Yes, I know good service is a lot to expect from someone not making a lot of money. I was that person for several years in college when I worked on the front lines of customer service in a discount department store. I dealt with customers in the checkout lanes, the layaway and customer service desks and even a few times (shudder) in the snack bar.

 

I often fantasize about stores that would combine the best of online shopping (convenience, ability to research purchases, plentiful stock) with the key strengths of offline shopping (ability to see and touch merchandise, more immediate problem resolution).

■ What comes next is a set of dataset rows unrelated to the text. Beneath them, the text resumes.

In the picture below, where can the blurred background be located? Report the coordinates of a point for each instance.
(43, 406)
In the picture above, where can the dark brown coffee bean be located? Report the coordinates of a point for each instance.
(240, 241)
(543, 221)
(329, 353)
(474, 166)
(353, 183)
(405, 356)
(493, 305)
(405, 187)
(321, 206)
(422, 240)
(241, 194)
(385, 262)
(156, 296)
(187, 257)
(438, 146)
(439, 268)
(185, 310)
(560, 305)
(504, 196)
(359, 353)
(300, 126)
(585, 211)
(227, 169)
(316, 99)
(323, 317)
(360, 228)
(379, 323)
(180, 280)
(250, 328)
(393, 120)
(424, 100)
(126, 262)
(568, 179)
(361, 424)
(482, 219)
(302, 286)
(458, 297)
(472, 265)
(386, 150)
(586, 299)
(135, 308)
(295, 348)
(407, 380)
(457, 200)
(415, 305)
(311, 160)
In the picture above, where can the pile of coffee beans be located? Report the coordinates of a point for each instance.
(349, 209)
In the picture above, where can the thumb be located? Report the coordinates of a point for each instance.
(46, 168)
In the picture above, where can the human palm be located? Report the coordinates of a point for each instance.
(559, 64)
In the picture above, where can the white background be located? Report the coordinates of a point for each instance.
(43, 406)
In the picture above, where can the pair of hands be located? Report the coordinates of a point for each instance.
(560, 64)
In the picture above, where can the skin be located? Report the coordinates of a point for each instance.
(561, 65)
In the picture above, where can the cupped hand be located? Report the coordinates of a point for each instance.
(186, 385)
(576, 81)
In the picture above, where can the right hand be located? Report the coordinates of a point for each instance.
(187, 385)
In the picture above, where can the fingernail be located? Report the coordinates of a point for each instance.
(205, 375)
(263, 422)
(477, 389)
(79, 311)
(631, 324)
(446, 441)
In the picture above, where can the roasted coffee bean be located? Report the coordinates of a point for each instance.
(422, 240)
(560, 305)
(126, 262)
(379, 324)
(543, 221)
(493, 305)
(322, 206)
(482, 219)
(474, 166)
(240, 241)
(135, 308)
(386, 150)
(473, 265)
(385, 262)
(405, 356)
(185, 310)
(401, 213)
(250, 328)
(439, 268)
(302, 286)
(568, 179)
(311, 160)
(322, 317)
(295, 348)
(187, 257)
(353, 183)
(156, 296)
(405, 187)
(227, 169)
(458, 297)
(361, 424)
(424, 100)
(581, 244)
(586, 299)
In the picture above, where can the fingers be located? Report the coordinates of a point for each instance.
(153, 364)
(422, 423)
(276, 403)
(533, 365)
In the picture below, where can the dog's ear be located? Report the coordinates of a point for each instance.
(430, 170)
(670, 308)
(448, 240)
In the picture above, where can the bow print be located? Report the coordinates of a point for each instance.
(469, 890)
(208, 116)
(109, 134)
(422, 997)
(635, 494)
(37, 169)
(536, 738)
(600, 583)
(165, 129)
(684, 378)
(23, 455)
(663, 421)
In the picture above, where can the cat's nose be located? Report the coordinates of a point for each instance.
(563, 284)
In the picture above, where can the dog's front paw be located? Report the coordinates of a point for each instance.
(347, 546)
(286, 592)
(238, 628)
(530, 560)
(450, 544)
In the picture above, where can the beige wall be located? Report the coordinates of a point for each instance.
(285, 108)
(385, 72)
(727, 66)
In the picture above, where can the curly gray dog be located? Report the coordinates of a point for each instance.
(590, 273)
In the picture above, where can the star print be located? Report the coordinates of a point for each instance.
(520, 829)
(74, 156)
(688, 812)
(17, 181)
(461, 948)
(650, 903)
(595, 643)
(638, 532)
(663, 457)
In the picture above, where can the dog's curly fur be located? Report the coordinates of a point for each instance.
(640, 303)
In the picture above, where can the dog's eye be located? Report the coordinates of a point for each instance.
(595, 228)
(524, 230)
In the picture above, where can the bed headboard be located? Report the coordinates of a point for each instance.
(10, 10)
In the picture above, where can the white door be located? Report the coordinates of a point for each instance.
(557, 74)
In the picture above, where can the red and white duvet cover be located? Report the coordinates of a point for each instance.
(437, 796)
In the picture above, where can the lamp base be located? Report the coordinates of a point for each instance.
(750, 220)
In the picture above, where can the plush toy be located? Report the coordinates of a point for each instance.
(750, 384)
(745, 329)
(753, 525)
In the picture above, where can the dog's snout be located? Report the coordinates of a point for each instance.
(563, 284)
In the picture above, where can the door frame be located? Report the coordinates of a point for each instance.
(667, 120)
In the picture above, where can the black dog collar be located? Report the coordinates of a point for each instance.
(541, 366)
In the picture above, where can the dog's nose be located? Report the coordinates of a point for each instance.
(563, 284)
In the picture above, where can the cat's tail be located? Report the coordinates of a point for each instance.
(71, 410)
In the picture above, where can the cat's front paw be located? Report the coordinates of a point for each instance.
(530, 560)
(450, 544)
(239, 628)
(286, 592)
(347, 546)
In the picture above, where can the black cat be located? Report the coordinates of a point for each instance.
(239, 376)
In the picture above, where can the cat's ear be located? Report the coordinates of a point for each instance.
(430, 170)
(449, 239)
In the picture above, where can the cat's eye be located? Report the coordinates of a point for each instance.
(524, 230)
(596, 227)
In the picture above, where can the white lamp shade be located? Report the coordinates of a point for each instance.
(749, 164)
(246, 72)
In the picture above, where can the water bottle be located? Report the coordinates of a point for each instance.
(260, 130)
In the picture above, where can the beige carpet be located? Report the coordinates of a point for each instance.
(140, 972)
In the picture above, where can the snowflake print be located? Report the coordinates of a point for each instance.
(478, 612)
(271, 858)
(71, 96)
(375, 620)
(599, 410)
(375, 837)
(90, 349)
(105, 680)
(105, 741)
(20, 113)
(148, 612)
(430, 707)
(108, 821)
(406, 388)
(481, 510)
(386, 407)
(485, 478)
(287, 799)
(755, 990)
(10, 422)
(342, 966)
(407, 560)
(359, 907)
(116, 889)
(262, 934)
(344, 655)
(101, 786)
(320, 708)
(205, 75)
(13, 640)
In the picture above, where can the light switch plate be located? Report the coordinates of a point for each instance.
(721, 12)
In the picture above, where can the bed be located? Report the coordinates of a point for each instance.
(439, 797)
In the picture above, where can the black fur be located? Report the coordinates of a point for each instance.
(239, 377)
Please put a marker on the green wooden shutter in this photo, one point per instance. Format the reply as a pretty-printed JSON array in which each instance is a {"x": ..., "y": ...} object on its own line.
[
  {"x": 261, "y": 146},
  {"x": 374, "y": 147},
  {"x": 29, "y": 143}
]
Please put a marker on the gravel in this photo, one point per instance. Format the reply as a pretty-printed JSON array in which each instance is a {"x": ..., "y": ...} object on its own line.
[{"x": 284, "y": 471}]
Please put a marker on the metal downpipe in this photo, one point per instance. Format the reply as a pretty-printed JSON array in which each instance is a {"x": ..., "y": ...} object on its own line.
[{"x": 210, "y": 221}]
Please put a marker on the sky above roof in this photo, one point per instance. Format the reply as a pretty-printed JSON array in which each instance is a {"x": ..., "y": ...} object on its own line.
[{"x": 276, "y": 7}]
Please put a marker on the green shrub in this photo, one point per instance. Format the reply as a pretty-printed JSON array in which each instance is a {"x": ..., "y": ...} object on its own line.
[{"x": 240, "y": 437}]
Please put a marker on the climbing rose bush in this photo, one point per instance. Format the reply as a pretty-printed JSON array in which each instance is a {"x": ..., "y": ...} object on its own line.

I've written about a few efforts in that direction, including Staples' trial of videoconferencing kiosks that connect store customers with remote operators, andBorders' initiative that brings online features such as audio and video downloads and customer reviews into stores.

 

The clicks-and-bricks strategy apparently hasn't done much to help Borders, which is in danger of being delisted from the New York Stock Exchange following a steep drop in sales last month.

 

Yet a similar strategy is boosting sales at the first CompUSA store to try it, according to Los Angeles Times columnist Jon Healey. At the behest of Gilbert Fiorentino, chief of technology products group at Systemax, parent company of TigerDirect.com, which bought CompUSA last year, the store began putting product information from TigerDirect's Web site on its TV and PC monitors.

 

Customers can bring up more detailed information by clicking keyboards in front of items. They can access the same information for products not featured in displays by scanning boxes at a machine placed at the end of aisles. Like Staples, the stores connect customers with networking and software experts in call centers who can answer questions and offer advice.

 

Will this idea improve sales at other CompUSA stores? It's too early to say, and the sinking economy certainly isn't going to help. But at least TigerDirect/CompUSA is trying to inject something new into a shopping experience that has remained static for too long. Customers accustomed to shopping online want some of the same benefits when they venture into stores. Says Fiorentino:

The retail experience is a bad experience. It hasn't changed in 10 years. It occurred to me that the entire experience had to change.